An Anecdoted Archive from the Cold War is an interactive computer media artwork installation project that features early 1950’s East European personal and official Communist material in the form of home movies, video footage of Eastern European places and events, objects, books, family documents, Socialist propaganda, money, sound recordings, news reports, identity cards, etc. These are part of my collection of things and stories related to the Cold War that I have gathered during the past 20 years. These items, in the form of over eighty stories, have been arranged thematically in eight rooms superimposed on the original floor plan of the former Workers’ Movement (Propaganda) museum in Budapest – (the original contents of which have been in permanent storage since 1990). The Anecdoted Archive reflects my particular history in relation to the Cold War. Born in Budapest in 1950 near the end of the Stalin era, I fled with my family to the West during the 1956 Hungarian Revolution.

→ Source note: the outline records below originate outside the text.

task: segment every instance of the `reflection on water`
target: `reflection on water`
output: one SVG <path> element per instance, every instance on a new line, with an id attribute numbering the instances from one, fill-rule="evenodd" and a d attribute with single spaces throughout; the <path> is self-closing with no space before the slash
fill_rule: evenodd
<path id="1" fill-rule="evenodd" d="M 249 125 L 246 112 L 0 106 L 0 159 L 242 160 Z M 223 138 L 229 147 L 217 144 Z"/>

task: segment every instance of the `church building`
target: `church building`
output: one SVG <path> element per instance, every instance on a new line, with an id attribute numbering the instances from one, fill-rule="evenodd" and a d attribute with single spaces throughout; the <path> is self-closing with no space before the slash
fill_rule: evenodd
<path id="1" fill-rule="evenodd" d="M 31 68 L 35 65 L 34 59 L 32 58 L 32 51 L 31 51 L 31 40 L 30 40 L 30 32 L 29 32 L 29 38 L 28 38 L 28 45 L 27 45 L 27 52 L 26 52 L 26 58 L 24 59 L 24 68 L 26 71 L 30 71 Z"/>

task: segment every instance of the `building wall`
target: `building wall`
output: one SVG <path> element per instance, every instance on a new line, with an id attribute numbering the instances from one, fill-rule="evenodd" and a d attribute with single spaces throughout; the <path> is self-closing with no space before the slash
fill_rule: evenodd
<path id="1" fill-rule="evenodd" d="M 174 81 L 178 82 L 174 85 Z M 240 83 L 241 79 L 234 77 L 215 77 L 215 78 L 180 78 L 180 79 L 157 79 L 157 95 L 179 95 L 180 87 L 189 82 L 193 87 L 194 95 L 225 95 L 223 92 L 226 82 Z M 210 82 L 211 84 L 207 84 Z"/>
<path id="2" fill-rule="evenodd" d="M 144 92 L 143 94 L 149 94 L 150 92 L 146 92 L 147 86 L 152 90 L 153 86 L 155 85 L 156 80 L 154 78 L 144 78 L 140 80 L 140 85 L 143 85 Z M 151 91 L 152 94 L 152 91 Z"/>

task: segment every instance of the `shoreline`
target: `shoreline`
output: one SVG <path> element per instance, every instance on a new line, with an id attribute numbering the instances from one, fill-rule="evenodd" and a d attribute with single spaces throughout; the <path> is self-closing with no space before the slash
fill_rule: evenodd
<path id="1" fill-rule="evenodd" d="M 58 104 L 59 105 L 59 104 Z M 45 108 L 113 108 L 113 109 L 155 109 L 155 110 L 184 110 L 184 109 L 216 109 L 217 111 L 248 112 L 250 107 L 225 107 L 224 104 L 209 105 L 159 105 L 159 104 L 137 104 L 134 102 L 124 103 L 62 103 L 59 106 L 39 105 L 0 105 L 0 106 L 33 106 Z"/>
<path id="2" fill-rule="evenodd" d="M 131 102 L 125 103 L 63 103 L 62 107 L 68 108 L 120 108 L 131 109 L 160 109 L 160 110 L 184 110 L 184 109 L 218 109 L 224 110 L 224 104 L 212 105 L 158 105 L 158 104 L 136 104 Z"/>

  • George Legrady Born in Budapest in 1950, a Canadian citizen and a resident of California, USA,since 1981. Associate Professor in Information Arts at San Francisco State University, a program that integrates cultural theory and emerging technologies within the contexts of conceptual art and contemporary art practise. He is currently working on “Slippery Traces”, an interactive multimedia project that investigates the experience of “seeing” within the context of today’s vision tools, and the influence of their origins in medical and military technologies. His artworks have been exhibitied in the US, Canada, France, Germany,  Denmark, Mexico. During the fall 1994, Legrady will be a visiting faculty at the Budapest Art  Academy.